REVIVING REGIONS: NEW APPROACH TO LEVELLING-UP CAN ENABLE A SUSTAINABLE POST-COVID REBOUND Long-term regional inequalities must end if England is to build back better
Targeted action to boost skills, develop physical and digital infrastructure and attract fresh investment will be vital if all parts of England are to build back better from the economic ravages of coronavirus, says a new report from the CBI.
The CBI’s Reviving Regions paper, sponsored by Lloyds Banking Group, highlights long-standing regional inequalities across England which limit growth and opportunity and inhibit productivity.
It says the disparities in economic performance are large, both across England and within regions, and warns they are at risk of widening further if Government levelling-up ambitions falter in the wake of Covid-19.
The paper calls for a long-term strategic vision which can guide the country through a vital post-Covid recovery and towards long-term prosperity by addressing key challenges in growing skills, enhancing connectivity and attracting investment.
Underpinning all of this is a call to empower local and regional leaders to create a culture where businesses can operate, invest and grow with confidence.
The report’s recommendations include:
- Building vibrant local labour markets: including increasing local capacity to deliver back-to-work programmes alongside a long-term focus on the devolution of adult skills to meet our growing skills and retraining gap.
- Transforming local infrastructure to facilitate new ways of working: including a focus on the future of towns and cities, improving digital connectivity, and a wholesale reform of regional funding to ensure a strategic approach to future investment.
- Inspiring world-class, innovative businesses to invest in the regions: including short term interventions to help businesses grow, locally designed and delivered business support with a focus on access to exporting opportunities, and interventions to close the gap in regional R&D funding.

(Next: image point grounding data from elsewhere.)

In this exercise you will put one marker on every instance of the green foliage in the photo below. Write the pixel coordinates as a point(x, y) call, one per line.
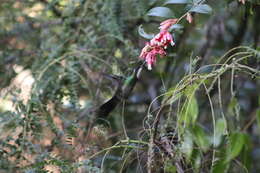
point(196, 111)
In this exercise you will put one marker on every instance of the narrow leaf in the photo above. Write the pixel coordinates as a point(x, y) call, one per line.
point(237, 141)
point(161, 12)
point(201, 8)
point(177, 2)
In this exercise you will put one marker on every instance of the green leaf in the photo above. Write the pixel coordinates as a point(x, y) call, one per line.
point(220, 131)
point(200, 138)
point(177, 2)
point(187, 145)
point(220, 166)
point(237, 141)
point(169, 167)
point(201, 8)
point(161, 12)
point(144, 34)
point(258, 118)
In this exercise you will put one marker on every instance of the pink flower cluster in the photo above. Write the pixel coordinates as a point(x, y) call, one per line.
point(158, 44)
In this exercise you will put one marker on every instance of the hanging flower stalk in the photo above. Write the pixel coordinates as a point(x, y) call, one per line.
point(158, 44)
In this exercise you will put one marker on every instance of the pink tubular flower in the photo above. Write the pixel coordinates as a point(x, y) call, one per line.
point(162, 39)
point(165, 25)
point(158, 44)
point(149, 54)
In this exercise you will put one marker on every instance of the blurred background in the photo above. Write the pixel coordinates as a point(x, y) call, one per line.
point(54, 55)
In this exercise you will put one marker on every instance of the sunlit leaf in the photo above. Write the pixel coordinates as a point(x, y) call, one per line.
point(175, 27)
point(258, 118)
point(237, 141)
point(177, 2)
point(201, 8)
point(200, 138)
point(161, 12)
point(187, 145)
point(220, 131)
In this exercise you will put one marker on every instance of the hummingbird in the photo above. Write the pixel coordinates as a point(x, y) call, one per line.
point(124, 87)
point(123, 91)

The CBI believes the actions outlined in Reviving Regions can mitigate the regional impact of the pandemic and ensure no towns or cities are left behind as the nation looks to rebuild.
However, it stresses that a ‘one size fits all’ approach cannot succeed in combating issues which are unevenly spread, and advocates actions being locally and regionally led to ensure they are appropriately targeted.
Matthew Fell, CBI Chief UK Policy Director, said:
“The twin threats of Covid-19 and a potential no-deal Brexit have created a devastating and unprecedented economic challenge. Building back quickly and effectively is essential, but a recovery driven only by limited pockets of productivity is far from a real recovery, and hardly the basis for a brighter future.
“Businesses in every corner of England stand ready and willing to play their part in the economic rebound, but too-often see their efforts hampered by inadequate infrastructure and limited access to skilled workers.
“The Government must therefore prioritise long-term investment in the critical structures, training, and innovation needed to support jobs and quality of life around the UK. This long-overdue levelling-up can lay the foundation for a better, greener and fairer economy for all.”
Jo Harris, one of Lloyds Banking Group’s ten Ambassadors for the nations and regions of the UK, said:
“Every part of the UK has a vital role in rebuilding the economy and our communities in the wake of this pandemic.
“The CBI’s Reviving Regions report is an important contribution to the debate about how we boost jobs, drive growth and attract investment to our towns and cities so they can play their full part in supporting the national and regional recovery.
“Lloyds Banking Group is committed to helping every part of the UK build back from the effects of the pandemic and many of the themes highlighted in this report echo what we have heard through The Big Conversation, our own programme which brings together political leaders, businesses and policy experts to explore the best road to recovery across the UK.”